July 7, 2003 at 5:51 pm

I’ve finished a new version of my Regular
Expression Workdbench
, and it’s now available on gotdotnet.
If you use regular expressions on .NET, or you’ve heard about them but haven’t really
tried them, this tool can help you a lot. If I do say so myself.

As an old Perl guy (in both senses of the word “old”), I’ve spent a fair amount of
time writing regular expressions. It’s easy to try out a regex in Perl, but not so
easy in a compiled language like C#. I wrote the first version of this utility a couple
of years ago, and in the first version, all it did was let you type in a regex, a
string to run it against, and execute it.
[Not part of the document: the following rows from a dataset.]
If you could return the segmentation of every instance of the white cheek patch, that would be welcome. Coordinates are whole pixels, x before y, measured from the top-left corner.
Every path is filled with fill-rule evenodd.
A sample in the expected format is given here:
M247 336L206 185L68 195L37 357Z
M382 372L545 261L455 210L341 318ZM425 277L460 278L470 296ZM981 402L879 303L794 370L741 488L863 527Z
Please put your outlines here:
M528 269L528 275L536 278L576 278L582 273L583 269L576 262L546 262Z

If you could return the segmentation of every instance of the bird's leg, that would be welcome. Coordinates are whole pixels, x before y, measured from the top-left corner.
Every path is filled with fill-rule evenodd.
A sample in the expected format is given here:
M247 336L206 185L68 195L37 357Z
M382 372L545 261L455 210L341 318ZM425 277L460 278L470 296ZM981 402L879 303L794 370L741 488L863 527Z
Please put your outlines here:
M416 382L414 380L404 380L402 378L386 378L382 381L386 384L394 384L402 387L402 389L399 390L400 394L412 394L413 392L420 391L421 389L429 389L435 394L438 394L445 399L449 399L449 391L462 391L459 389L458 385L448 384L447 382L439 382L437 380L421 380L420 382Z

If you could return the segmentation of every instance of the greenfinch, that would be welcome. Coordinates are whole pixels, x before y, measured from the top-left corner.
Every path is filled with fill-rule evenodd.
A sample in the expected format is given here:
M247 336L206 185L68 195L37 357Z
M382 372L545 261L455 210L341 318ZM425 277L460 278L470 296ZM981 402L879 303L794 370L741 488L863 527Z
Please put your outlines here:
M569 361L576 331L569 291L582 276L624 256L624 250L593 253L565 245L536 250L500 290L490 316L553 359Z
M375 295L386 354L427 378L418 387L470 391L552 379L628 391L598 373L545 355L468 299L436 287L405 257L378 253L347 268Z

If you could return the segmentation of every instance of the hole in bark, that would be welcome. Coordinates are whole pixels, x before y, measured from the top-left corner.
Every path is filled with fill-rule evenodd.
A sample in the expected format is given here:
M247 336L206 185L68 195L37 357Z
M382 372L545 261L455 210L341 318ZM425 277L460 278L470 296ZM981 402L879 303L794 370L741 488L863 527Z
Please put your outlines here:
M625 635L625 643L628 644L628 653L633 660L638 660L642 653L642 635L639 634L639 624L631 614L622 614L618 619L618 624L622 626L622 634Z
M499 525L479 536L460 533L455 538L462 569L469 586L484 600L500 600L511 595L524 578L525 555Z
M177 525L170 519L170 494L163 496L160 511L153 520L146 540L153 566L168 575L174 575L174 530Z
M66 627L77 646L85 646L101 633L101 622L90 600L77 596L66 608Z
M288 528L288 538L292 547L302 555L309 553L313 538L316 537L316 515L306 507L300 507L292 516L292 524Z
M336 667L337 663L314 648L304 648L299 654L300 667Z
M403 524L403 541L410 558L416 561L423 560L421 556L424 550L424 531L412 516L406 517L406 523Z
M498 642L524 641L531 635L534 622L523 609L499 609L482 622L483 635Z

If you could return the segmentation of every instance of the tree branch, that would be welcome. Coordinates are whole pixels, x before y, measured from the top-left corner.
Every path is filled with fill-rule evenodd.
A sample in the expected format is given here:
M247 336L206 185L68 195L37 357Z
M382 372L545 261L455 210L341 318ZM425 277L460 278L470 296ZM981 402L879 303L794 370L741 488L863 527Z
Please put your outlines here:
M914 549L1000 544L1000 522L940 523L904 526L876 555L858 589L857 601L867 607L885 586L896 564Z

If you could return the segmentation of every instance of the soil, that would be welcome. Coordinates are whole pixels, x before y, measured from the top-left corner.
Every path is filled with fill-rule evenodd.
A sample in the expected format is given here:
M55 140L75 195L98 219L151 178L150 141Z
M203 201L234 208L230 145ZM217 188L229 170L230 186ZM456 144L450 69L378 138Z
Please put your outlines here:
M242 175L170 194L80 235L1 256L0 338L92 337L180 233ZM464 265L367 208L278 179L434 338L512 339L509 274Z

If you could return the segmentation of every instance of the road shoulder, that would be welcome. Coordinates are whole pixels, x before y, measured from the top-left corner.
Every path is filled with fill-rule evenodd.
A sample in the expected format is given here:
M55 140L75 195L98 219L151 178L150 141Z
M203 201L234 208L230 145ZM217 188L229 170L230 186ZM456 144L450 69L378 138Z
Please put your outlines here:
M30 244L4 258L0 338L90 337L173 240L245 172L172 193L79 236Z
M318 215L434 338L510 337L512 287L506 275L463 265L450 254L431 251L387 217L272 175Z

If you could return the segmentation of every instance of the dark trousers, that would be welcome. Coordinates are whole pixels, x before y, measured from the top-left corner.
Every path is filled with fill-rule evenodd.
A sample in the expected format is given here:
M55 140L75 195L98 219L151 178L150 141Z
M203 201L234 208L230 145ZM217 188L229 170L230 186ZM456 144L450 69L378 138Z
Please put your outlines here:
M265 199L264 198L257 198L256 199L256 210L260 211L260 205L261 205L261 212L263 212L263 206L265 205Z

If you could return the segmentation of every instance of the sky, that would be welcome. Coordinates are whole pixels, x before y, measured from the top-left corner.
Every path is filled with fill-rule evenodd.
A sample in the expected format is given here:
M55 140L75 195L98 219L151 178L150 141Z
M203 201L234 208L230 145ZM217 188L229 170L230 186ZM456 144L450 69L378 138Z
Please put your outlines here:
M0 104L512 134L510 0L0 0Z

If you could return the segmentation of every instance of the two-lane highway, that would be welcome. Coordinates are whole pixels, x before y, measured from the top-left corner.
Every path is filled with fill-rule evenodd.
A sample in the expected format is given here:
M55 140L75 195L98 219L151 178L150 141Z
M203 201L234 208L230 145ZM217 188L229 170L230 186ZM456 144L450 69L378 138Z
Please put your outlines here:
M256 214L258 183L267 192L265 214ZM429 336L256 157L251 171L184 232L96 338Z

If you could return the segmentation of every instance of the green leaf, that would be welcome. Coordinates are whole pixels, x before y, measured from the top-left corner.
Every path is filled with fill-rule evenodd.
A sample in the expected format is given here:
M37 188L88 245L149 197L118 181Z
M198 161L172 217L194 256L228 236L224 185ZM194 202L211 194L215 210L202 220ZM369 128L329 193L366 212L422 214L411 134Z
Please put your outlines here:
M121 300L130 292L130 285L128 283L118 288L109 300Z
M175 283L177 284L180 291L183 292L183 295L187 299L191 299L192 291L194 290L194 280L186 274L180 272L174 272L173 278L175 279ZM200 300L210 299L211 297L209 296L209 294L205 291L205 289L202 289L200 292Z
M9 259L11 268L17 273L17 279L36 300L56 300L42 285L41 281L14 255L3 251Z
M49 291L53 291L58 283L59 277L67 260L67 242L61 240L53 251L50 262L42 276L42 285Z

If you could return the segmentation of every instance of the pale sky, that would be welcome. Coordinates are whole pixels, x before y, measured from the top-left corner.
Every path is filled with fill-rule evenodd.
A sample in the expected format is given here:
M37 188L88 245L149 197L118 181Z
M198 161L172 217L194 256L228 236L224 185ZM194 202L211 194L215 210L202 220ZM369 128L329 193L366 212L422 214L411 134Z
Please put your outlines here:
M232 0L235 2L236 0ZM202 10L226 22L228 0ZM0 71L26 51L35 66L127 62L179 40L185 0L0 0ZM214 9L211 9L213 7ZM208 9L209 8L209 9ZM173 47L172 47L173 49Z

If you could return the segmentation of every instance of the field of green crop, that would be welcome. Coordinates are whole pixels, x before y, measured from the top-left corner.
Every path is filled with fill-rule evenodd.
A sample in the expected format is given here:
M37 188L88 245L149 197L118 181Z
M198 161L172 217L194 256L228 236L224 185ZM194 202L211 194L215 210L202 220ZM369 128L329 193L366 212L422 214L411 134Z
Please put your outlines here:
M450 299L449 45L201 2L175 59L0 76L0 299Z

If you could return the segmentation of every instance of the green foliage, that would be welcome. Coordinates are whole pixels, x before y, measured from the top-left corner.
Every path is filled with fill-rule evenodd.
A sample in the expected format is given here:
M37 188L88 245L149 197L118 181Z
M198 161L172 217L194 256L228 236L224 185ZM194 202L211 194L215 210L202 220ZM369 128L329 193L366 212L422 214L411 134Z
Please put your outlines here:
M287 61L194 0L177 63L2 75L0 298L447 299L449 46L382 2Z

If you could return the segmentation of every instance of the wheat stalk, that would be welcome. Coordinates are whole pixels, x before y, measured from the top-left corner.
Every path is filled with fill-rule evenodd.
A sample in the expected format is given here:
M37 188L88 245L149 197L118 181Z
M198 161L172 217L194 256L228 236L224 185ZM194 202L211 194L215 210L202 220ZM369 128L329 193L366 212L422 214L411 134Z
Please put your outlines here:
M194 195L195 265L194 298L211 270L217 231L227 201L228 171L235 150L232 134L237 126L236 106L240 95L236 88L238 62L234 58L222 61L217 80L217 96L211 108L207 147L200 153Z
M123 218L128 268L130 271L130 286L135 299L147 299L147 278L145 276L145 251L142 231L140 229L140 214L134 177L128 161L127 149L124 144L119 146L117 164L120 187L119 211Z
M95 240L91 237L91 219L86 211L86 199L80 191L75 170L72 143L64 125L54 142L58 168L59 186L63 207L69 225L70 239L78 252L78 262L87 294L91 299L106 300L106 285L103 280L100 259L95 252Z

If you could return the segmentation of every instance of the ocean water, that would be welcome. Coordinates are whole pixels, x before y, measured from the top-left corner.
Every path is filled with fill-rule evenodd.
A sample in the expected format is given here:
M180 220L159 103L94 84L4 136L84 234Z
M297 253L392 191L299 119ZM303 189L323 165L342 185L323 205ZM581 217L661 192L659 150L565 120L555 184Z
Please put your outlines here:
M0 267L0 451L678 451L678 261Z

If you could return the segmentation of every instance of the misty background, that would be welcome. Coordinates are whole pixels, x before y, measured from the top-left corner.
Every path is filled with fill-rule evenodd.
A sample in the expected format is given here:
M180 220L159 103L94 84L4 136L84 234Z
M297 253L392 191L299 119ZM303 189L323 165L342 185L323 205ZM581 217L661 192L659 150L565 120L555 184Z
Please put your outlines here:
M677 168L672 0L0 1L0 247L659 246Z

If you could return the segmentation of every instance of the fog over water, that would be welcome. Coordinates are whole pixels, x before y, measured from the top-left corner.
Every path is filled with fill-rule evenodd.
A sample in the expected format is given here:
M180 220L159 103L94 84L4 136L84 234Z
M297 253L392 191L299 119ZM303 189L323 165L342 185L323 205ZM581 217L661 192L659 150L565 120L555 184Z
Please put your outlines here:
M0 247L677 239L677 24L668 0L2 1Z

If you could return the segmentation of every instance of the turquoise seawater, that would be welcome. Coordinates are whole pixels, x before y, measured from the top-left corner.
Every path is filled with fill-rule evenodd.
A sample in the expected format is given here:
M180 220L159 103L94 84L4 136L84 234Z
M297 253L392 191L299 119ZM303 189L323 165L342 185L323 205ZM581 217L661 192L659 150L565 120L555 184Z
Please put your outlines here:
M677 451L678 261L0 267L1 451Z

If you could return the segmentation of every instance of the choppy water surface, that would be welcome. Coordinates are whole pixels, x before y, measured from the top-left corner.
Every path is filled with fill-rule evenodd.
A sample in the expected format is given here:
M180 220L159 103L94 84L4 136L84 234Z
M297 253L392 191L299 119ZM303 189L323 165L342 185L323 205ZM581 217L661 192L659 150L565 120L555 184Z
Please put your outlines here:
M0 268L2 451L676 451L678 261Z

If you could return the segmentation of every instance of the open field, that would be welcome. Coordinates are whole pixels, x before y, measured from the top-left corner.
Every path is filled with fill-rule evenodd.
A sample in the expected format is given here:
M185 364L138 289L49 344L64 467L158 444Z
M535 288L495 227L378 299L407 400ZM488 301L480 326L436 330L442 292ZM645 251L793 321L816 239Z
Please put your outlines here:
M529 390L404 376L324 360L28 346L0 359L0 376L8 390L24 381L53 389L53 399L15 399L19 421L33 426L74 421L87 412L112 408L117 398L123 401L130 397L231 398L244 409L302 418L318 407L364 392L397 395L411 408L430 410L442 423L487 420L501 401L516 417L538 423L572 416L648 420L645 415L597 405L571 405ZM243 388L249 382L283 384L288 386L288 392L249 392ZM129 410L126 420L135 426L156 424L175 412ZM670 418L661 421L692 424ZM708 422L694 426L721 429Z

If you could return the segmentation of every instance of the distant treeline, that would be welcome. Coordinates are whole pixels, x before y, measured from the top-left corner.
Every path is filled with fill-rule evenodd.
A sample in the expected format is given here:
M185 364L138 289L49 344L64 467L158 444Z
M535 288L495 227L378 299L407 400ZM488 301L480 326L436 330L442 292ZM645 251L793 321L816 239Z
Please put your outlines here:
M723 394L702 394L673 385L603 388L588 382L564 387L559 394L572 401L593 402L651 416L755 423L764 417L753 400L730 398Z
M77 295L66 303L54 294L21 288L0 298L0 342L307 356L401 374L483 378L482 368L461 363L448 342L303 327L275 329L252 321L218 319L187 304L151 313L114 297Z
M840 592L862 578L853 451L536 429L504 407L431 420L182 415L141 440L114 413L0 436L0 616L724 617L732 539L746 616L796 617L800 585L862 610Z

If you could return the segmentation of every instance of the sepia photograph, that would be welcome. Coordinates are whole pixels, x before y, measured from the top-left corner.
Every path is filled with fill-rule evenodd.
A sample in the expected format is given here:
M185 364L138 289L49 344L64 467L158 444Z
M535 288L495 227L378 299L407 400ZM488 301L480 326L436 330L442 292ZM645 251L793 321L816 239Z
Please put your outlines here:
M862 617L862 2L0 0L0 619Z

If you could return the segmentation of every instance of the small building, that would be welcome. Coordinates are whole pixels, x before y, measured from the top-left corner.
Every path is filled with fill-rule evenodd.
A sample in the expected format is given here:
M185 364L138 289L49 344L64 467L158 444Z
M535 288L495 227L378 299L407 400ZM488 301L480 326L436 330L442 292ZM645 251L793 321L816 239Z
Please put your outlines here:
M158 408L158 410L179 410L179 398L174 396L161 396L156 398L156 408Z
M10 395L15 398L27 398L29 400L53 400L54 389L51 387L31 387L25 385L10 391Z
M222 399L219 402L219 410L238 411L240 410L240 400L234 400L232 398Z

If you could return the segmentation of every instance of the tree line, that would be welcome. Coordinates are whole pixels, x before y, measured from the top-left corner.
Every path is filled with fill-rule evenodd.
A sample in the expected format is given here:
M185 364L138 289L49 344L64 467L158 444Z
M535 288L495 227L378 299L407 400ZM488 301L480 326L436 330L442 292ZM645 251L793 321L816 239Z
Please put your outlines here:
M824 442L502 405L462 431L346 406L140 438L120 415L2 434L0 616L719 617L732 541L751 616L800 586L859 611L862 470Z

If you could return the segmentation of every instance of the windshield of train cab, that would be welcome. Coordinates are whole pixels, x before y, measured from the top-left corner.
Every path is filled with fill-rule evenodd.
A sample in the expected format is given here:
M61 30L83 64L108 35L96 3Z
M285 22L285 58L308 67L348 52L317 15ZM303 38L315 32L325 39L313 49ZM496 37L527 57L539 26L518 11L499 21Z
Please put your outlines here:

Over time, it grew. The next version supported some fairly cool features:

  • A menu with all the regex language options, so you don’t have to remember what the
    syntax is for zero-width positive lookaheads.
  • Automatic creation of C# or VB code based on your regex and the options you choose.
  • Interpretation of regexes. Hover over a part of the regex, and the popup will tell
    you what that part of the regex means. This is very useful if you’re trying to learn
    regex, or you don’t remember what “(?<=” means.
  • Support for calling Split()

This version adds a few more features:

  • A nicer UI. Not a very high bar, given the previous design (“Who designed this UI?
    Vandals?”) (5 points to anybody who knows who wrote that line…). A real menubar,
    a somewhat-pleasant grouping of controls, etc.
  • Library functionality. Give the regex you wrote a description, and save it away into
    a library, so you can open it up later, or show it off to your friends. Chicks dig
    a well-crafted regular expression.
  • Unit tests for the interpretation features. Found 3 or 4 good bugs when writing the
    unit tests. These tests will get better over time.
  • Support for calling Regex.Replace(). Specify the replacement string, and you’ll see
    exactly what gets replaced.
  • Support for calling Regex.Replace() with a MatchEvaluator. For the cases where you
    can’t do your replacement with a simple substitution string, the Regex class lets
    you write a delegate. The workbench now allows you to write the function, which it
    saves away, compiles, loads and then uses to call Replace.

Comments & suggestions are always welcome.